This post was added to Monday Mania at the Healthy Home Economist.
Meatballs. Balls o' meat. Somehow the concept has never really done it for me. I mean, meat in a ball. Blah. What's the point?
UNTIL...I made some. I so get it. IKEA, you ain't got nothin' on this jaded mama!
Now, the thing is, I'm doing a lot of experimenting with recipes these days and I'm not totally measuring everything, so if you're going to try this recipe, don't come back at me if it doesn't totally work. The brilliant thing is that it's so versatile, and the only thing you can't take back is the addition of too much salt (and ONLY because it will be too salty, not because it's bad for you). I'll just say that I stuffed each meat ball as full as veggies as I could, and even picky Ms. Phoenix gobbled them up. Afterwards she asked me, "What was the green?" So I answered truthfully, "Magic fairy dust."
What? Spinach doesn't scream fairies to you?
Ilana's No Fail Beatmalls
• 2lbs organic, pastured ground beef
• 3 pastured eggs
• 1 cup oat bran (you could use breadcrumbs but we're trying to go easy on the wheat around here)
• 2 tsp sea salt (table salt will kill you. No, really, it will.)
• 1 tsp cumin
• 2 cups assorted, shredded or finely processed veggies such as spinach, carrots, parsley, zucchini
Mix up all the above in a big bowl. The best way to do this is to use your hands. This way you can also judge if the consistency is right and if the mixture is likely to form ball shapes.
Form the mixture into balls, any shape you prefer. For the little ones, the smaller the better. When I told Phoenix I was making meatballs she said she wanted mouse meatballs, which I took to mean she wanted them tiny. Done and done.
In a large pan, add beef or chicken stock (the best kind is SO easy to make and so incredibly nourishing. Did you know the store bought kind is completely loaded with MSG and contributes next to nothing towards your health? Seriously, check the above link and stock up. So so easy.) to cover the bottom, to about 1/4" depth. Heat this so that it's simmering nicely. Add meatballs.
Cover and cook for about 15 minutes, or until meatballs are cooked through.
That's it, that's all! I serve this with plain rice and some sort of veggie, whatever I happen to have had delivered that week in my CSA basket.
If you make these meatballs, please let me know what you added or changed and how they worked for you!

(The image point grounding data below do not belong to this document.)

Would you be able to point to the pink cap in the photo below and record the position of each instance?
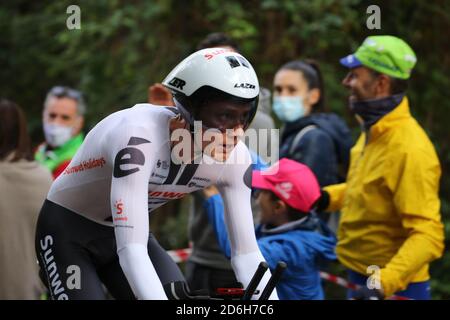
(291, 181)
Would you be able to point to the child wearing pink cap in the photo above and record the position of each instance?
(289, 230)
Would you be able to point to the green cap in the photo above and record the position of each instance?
(386, 54)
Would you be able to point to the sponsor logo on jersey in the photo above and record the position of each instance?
(129, 156)
(201, 179)
(55, 282)
(118, 205)
(162, 164)
(154, 174)
(86, 165)
(212, 54)
(166, 195)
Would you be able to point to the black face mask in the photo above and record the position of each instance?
(373, 110)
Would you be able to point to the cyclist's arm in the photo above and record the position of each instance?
(129, 196)
(234, 187)
(214, 209)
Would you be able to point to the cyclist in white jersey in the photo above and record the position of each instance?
(93, 228)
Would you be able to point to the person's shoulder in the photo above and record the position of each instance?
(409, 137)
(144, 117)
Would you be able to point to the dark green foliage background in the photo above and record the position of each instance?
(124, 46)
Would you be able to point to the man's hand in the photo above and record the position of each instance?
(160, 95)
(365, 293)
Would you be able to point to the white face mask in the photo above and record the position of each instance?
(56, 135)
(288, 109)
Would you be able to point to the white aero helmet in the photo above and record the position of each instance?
(213, 72)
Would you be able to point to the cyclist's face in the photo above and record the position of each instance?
(230, 120)
(291, 83)
(224, 115)
(361, 84)
(63, 111)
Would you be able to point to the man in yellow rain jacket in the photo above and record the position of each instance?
(390, 228)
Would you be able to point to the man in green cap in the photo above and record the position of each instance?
(390, 227)
(63, 119)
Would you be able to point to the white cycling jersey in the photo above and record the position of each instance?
(123, 171)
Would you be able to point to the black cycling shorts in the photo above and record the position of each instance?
(78, 257)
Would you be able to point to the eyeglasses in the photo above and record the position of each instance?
(61, 92)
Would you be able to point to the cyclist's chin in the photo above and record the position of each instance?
(221, 153)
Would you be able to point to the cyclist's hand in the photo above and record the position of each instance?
(210, 191)
(159, 95)
(365, 293)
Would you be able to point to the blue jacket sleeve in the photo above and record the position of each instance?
(215, 211)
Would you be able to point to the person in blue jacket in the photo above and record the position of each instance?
(289, 231)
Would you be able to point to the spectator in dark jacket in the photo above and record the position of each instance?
(319, 140)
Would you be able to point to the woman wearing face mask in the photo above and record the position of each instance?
(320, 140)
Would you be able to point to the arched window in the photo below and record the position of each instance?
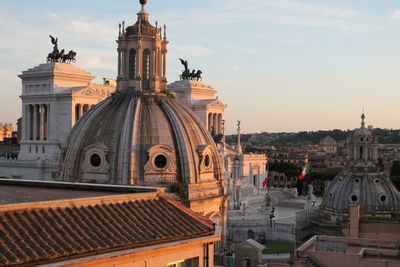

I'm so glad to hear you are into "Real Food". ;) I'd love to try this recipe but we are on GAPS and thus grain free.. any substitution ideas for the oat bran or breadcrumbs? I think without they might be drier? We make our own broth all the time, yum!
Posted by: Sonia | September 06, 2011 at 08:00 PM
Morning Sonia,
I'm so glad I'm into Real Food too! It's actually always been a philosophy that has resonated with me, but I spent so much time on social media that I didn't feel I had the time to cook...very very sad.
I've put some thought into GAPS friendly alternatives. I don't think any of the substitute flours, such as coconut or almond, will cut it. What I did think of, though, was maybe lima bean puree. I think this would make for SUPER moist meatballs. In that case, what I'd do is cut back on an egg, because it will be too mushy to hold together as balls. And I would only use maybe half a cup to start, and see if you feel you can add more. I'll try it out next time I make these and you try it too and let me know how it goes!
Posted by: A Jaded Mama | September 07, 2011 at 09:46 AM
That's a good thought, I'll have to give it a try!
Posted by: Sonia | September 07, 2011 at 02:03 PM
my aunt makes her meatballs with chic pea flour, which is just ground up dry chic peas. So yummy. i make mine very similar to yours. along with the cumin i add a pinch of nutmeg as well. and tumeric bc we are moroccan, and everything has to be yellow. i tried adding veggies before, but the kids saw through it and wouldn't eat them. but with the chic pea flour instead of bread or bread crumbs, i'm happy.
Posted by: Rachel | September 09, 2011 at 03:09 AM
Rachel, that sounds awesome! I'd thought about the chickpea flour but they aren't allowed on the diet Sonia is on :( In the meantime, I tried to make chickpeas from scratch to roast them and FAILED. Can you believe it? How hard can they be??
Posted by: A Jaded Mama | September 09, 2011 at 04:09 PM
Ok I made them and they were delish! I used 1/2c of lima bean puree. I also added some thyme and oregano. (Veggies I used were Kale, cauliflower and carrots.) Also, they work well without eggs! (Only because I forgot to add them, opps!)